The scope of the investment fund is expected to be as much as $500 billion, backed by roughly $50 billion in public funding, the people familiar said.
To kick-start new lending, the Financial Stability Plan will expand a Federal Reserve program for consumer and business loans to as much as $1 trillion from the current $200 billion. The Term Asset-Backed Securities Lending Facility will be backed by as much as $100 billion of Treasury funds in case of losses.
Fed officials have yet to start up the TALF, which was intended to be under way this month. It will lend funds to investors in securities backed by student, credit-card and auto loans. Eligible debt will be expanded to include commercial mortgage-backed securities, and more types of lending may be added later on, according to the people familiar with the plan.
FDIC Role Expanded
The Federal Deposit Insurance Corp. is also set to expand its debt-guarantee program, created late last year to ensure banks’ access to credit markets, the people said. The agency is looking at 10-year guarantees for some kinds of assets.
The new approach comes four months after the start of the $700 billion TARP, which both Democrats and Republicans have criticized as ineffective. Geithner faces the task of reviving a U.S. banking system throttled by $752 billion in credit losses and an economy that lost almost 600,000 jobs last month.
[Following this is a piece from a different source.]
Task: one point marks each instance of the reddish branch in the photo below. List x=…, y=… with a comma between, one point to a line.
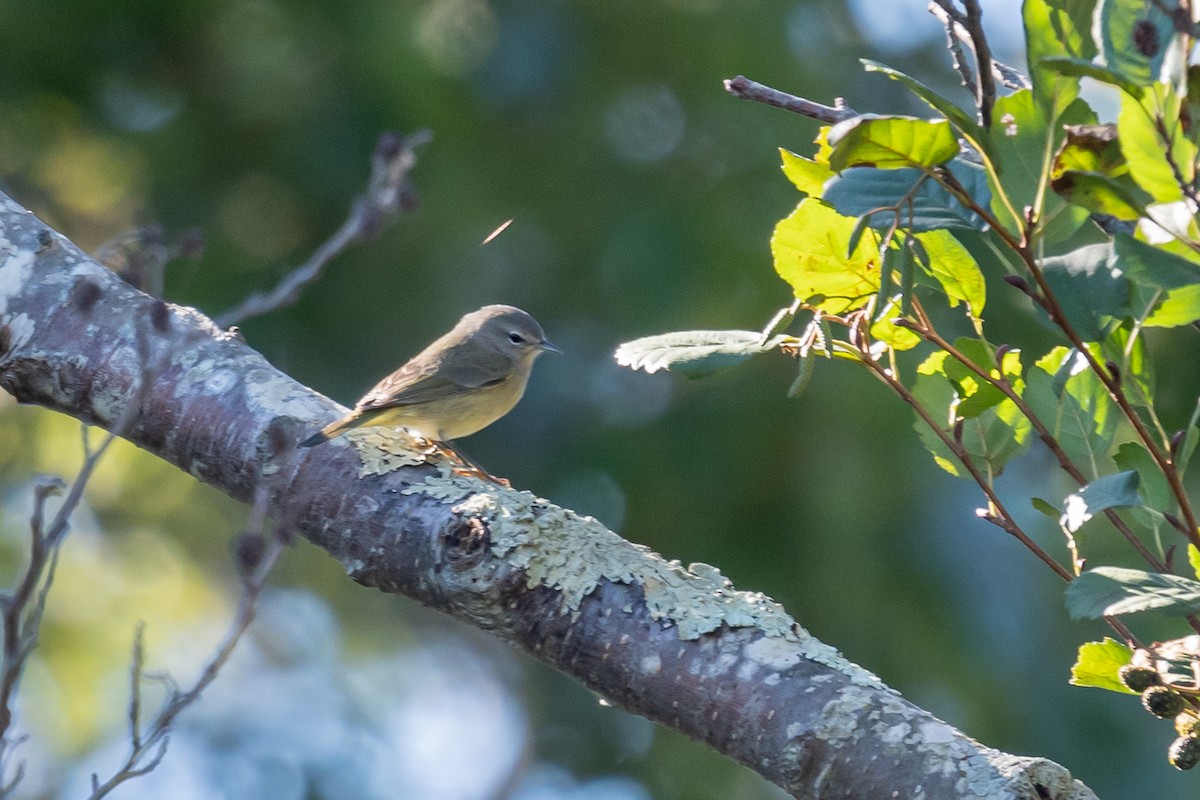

Economic news this week is expected to show a further deterioration. Sales at U.S. retailers probably fell in January for a seventh straight month, capping the longest slide since comparable records began in 1992. The Commerce Department report will probably show purchases declined 0.8 percent, according to the median estimate in a Bloomberg News survey.
With the economic downturn deepening, attracting private money to the financial industry may be difficult. The Standard and Poor’s 500 Banks Index has fallen 33 percent since the start of last month, and 65 percent in the past year.
‘Difficult Year’
Bank of America Corp. plunged 53 percent in the past month, closing at $6.89 last week even after the government agreed in January to backstop a portfolio of more than $100 billion of its assets. Citigroup Inc. which in November got a joint federal guarantee for investments in excess of $300 billion, closed at $3.95.
The Obama administration will seek to “catalyze and spur private investment” to help solve the crisis, White House National Economic Council Director Lawrence Summers said in an interview on Fox News Sunday two days ago.
“This year is going to be a difficult year,” Obama warned yesterday. He said he hopes businesses and consumers start spending again and “if we get things right, then, starting next year, we can start seeing significant improvement.”